Joseph,

It is almost identical in performance metrics (CPU and memory) to bare
XML pull parsing on Android.

About 6 months ago I was looking at different parsing techniques,
assuming that SAX was the fastest, but I actually found pull-parsing
to be the fastest. Here are some STAX-spec compliant parsing numbers:
http://www.xml.com/lpt/a/1702

and specifically some XPP3 vs SAX numbers:
http://www.ximpleware.com/benchmark1.html

>From what I understand of the Android platform, XPP3/MXP1 was chosen
as the implementation backing the org.xmlpull APIs and includes heavy
customizations for parsing the binary-XML format used a lot by
Android. So any of the XPP3 numbers you see will be the ones to
identify with.

SJXP is the result of months of me working with hand-written STAX
parsers for parsing real-world, spec-molesting feeds in RSS1, 2, ATOM
and RDF format. Just saw an opportunity to simplify the entire XML
parsing approach while maintaining the tight performance of pull
parsing.
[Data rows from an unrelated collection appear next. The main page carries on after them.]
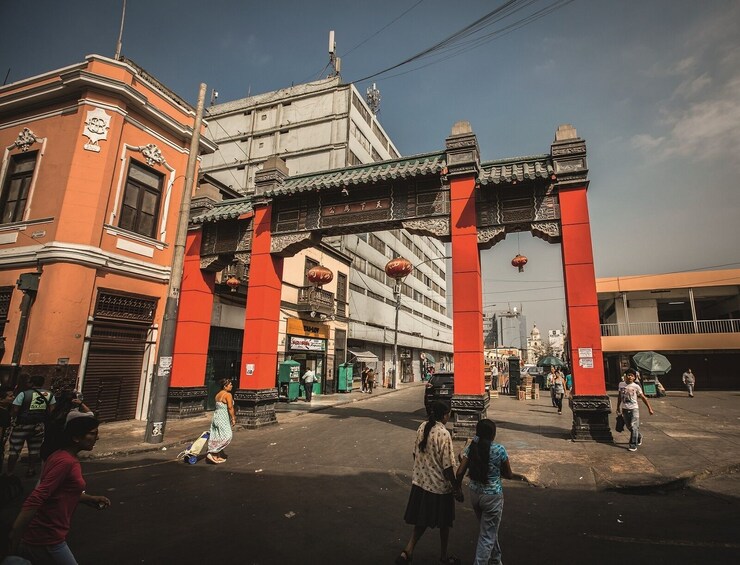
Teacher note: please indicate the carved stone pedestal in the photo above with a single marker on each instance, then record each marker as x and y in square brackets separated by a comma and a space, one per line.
[186, 402]
[591, 418]
[255, 408]
[468, 410]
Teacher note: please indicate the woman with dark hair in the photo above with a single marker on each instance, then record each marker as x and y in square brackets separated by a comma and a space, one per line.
[486, 463]
[433, 486]
[40, 530]
[68, 401]
[223, 419]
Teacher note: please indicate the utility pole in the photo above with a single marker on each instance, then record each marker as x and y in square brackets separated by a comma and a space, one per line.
[161, 382]
[119, 43]
[397, 292]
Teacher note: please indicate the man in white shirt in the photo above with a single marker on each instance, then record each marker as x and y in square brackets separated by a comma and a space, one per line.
[309, 377]
[689, 380]
[627, 405]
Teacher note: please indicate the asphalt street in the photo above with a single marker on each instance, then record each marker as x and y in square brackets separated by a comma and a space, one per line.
[331, 487]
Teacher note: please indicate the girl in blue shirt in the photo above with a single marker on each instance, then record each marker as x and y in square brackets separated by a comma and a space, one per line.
[486, 463]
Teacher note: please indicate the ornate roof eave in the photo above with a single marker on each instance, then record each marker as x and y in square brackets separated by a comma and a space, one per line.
[516, 169]
[227, 210]
[405, 167]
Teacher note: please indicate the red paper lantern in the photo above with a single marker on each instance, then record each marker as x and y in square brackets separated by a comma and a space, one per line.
[232, 282]
[519, 261]
[320, 275]
[398, 268]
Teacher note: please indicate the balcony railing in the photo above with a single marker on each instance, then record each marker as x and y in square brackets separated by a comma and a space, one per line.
[312, 299]
[671, 328]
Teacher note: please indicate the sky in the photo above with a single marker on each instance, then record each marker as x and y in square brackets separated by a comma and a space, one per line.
[653, 86]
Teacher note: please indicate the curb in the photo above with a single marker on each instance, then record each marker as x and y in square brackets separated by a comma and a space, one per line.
[684, 480]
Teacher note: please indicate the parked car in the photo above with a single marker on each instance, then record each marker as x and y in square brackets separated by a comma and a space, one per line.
[441, 387]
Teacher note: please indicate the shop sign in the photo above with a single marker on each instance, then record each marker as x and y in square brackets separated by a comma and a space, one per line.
[307, 344]
[306, 328]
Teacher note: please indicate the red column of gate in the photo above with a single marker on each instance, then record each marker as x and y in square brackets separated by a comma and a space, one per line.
[584, 330]
[193, 318]
[259, 350]
[467, 298]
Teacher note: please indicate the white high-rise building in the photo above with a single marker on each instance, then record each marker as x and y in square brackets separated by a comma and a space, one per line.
[326, 125]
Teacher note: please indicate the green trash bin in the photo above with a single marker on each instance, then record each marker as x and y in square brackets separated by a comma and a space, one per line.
[289, 380]
[345, 377]
[649, 386]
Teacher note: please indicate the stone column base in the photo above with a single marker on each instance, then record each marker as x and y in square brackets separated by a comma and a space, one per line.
[468, 410]
[591, 418]
[186, 402]
[255, 408]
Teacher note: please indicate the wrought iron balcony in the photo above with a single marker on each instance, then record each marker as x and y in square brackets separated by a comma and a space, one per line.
[671, 328]
[312, 299]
I thought others might find it handy.

Best,
Riyad

On Mar 10, 4:35 pm, Joseph Earl <[email protected]> wrote:
> What's this like in terms of speed/memory compared to say a
> SaxParser ?
>
> On Mar 10, 10:02 pm, Riyad <[email protected]> wrote:
>
>
>
>
>
>
>
> > Simple Java XML Parser (SJXP) 2.0 is released.
>
> > SJXP is a very light weight (4 class) abstraction to XML Pull Parsing
> > on Android (and Java in general) that allows you to use XPath-like
> > expressions in parsing without needing to worry about while loops,
> > event handling, try-catch blocks, etc.
>
> > A quick example of parsing story links from an RSS feed would look
> > like this:
> > =================
> > IRule linkRule = new DefaultRule(Type.CHARACTER, "/rss/channel/item/
> > link") {
> >         @Override
> >         public void handleParsedCharacters(XMLParser parser, String
> > text, Object userObject) {
> >                 // Also store the link, or something equivalently
> > fancy
> >         }
>
> > }
>
> > XMLParser parser = new XMLParser(linkRule);
> > parser.parse(xmlInputStream);
> > =================
>
> > You just specify a type for the rule, provide a path in the XML you
> > want parsed and then override 1 of 3 default no-op handlers and then
> > you can just sit around waiting for data to show up at your doorstep.
> > Namespaces are also supported, please see the project page for a lot
> > more documentation, examples and benchmarks.
>
> > Performance + Ease of Use is the big win and the design focus of SJXP.
>
> > New and Noteworthy
> > ===============
> > * Memory usage and CPU usage are a magnitude times smaller than what
> > they were in 1.x series. Spent some quality time with HPROF finding
> > and removing hotspots.
> > * A new TAG type of rule is supported if you are just analyzing XML
> > metrics and don't want the overhead of parsing data out of it.
> > * Support for user-object passthrough was added to make it easier to
> > get at data stores inside of the handlers.
>
> > Project:http://www.thebuzzmedia.com/software/simple-java-xml-parser-sjxp/
> > Download:https://github.com/downloads/thebuzzmedia/simple-java-xml-parser/sjxp...
>
> > SJXP is licensed under the Apache 2 license.
>
> > Good or bad feedback is appreciated!